Vordering tenuitvoerlegging

Het openbaar ministerie heeft gevorderd de tenuitvoerlegging van de bij vonnis van de politierechter in de rechtbank Amsterdam van 18 oktober 2016 opgelegde voorwaardelijke gevangenisstraf voor de duur van elf dagen. Deze vordering is in hoger beroep opnieuw aan de orde.
Nu de verdachte zal worden vrijgesproken van het onder 2 tenlastegelegde zal de vordering tot tenuitvoerlegging worden afgewezen.

BESLISSING

Het hof:
Verklaart de verdachte niet-ontvankelijk in het hoger beroep, voor zover gericht tegen de beslissing ter zake van het onder 1 tenlastegelegde.

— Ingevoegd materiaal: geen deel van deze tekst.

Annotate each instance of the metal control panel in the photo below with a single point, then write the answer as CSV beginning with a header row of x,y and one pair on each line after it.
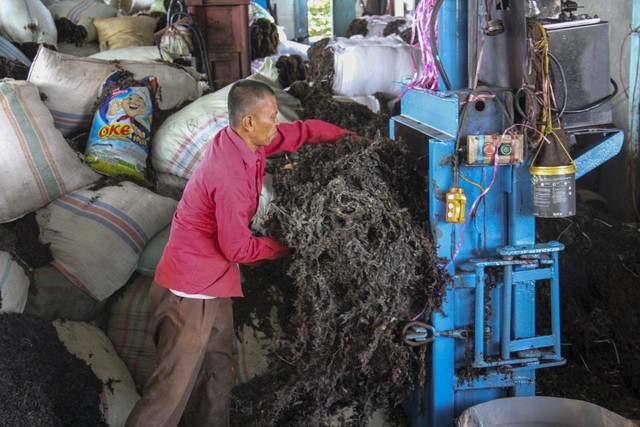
x,y
481,149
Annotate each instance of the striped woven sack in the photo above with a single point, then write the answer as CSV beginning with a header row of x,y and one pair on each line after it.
x,y
53,296
71,85
36,164
97,236
178,145
14,285
128,328
82,13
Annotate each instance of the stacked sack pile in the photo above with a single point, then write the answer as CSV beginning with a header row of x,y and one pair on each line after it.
x,y
105,236
369,61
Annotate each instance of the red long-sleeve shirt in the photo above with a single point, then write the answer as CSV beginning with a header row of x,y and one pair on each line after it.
x,y
210,231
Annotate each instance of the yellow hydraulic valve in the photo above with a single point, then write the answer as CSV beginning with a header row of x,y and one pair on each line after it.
x,y
456,203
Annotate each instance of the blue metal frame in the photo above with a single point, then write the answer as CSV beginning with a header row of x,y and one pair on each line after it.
x,y
498,243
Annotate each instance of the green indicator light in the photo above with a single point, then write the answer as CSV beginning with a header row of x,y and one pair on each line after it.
x,y
506,149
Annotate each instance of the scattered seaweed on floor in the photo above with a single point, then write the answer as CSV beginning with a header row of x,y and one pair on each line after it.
x,y
394,27
290,68
41,383
599,300
362,264
30,49
69,32
357,26
264,38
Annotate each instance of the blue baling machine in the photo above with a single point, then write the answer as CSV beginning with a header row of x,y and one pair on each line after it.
x,y
476,156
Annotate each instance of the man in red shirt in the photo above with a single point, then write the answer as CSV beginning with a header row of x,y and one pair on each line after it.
x,y
198,273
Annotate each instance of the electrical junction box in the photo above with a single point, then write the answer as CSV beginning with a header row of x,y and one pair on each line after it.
x,y
481,149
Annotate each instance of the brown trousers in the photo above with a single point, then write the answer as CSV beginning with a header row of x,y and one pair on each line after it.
x,y
195,369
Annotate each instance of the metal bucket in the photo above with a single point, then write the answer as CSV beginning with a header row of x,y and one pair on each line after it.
x,y
536,411
554,190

Vernietigt het vonnis waarvan beroep voor het overige en doet in zoverre opnieuw recht:
Verklaart niet bewezen dat de verdachte het onder 2 tenlastegelegde heeft begaan en spreekt de verdachte daarvan vrij.
Wijst af de vordering van de officier van justitie in het arrondissement te Amsterdam van 20 juli 2020, strekkende tot tenuitvoerlegging van de bij vonnis van de politierechter in de rechtbank Amsterdam van 18 oktober 2016, parketnummer 13-702798-16, voorwaardelijk opgelegde gevangenisstraf voor de duur van elf dagen.

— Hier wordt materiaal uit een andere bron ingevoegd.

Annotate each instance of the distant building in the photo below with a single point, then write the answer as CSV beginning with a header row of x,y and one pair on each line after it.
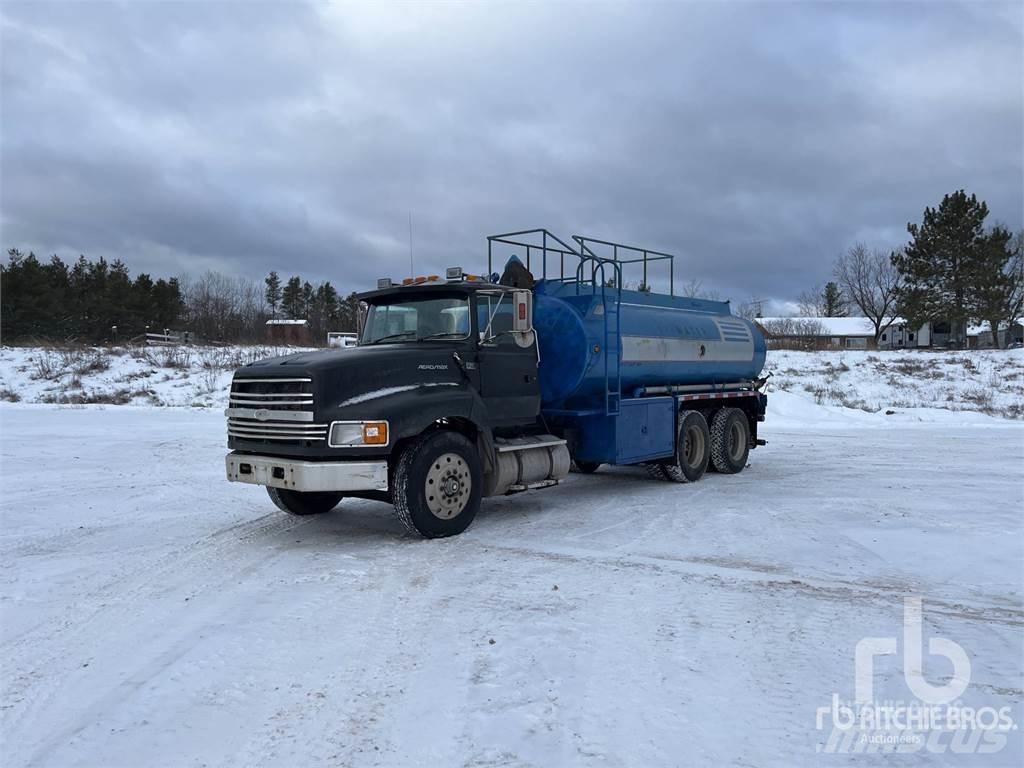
x,y
858,333
840,333
1008,336
289,332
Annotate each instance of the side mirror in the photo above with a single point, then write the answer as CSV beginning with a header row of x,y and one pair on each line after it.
x,y
522,311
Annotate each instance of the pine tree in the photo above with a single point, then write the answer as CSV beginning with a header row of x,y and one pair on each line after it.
x,y
291,299
307,299
832,301
272,292
940,265
997,297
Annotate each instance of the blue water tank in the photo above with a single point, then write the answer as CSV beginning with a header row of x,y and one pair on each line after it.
x,y
664,340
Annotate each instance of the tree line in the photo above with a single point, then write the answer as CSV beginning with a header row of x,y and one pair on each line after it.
x,y
953,270
95,301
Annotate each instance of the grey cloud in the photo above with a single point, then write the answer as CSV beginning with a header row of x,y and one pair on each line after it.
x,y
755,140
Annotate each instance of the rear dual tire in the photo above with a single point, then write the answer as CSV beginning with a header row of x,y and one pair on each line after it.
x,y
730,440
692,450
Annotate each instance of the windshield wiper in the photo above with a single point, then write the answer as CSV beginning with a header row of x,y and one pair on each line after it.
x,y
393,336
437,336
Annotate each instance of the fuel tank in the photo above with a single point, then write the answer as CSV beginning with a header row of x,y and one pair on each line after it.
x,y
664,341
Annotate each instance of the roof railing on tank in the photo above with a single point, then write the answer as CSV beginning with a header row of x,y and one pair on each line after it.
x,y
645,255
550,244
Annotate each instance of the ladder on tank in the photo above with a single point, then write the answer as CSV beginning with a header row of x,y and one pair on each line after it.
x,y
616,254
612,341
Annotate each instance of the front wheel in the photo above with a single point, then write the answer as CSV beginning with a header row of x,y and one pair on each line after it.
x,y
437,484
303,503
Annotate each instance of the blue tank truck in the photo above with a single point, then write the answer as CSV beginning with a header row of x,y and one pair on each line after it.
x,y
470,386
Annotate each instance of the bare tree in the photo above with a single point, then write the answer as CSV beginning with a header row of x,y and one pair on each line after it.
x,y
812,302
693,289
870,283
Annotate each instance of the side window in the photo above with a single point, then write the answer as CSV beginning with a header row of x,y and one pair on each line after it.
x,y
498,314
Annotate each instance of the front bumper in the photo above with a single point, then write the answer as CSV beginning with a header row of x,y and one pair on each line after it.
x,y
299,475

Dit arrest is gewezen door de meervoudige strafkamer van het gerechtshof Amsterdam, waarin zitting hadden mr. A.M. van Woensel, mr A.M. Kengen en mr. M.R. Cox, in tegenwoordigheid van
mr. S.M. Schouten, griffier, en is uitgesproken op de openbare terechtzitting van dit gerechtshof van
14 oktober 2021.
Mr. A.M. van Woensel en mr. M.R. Cox zijn buiten staat dit arrest mede te ondertekenen.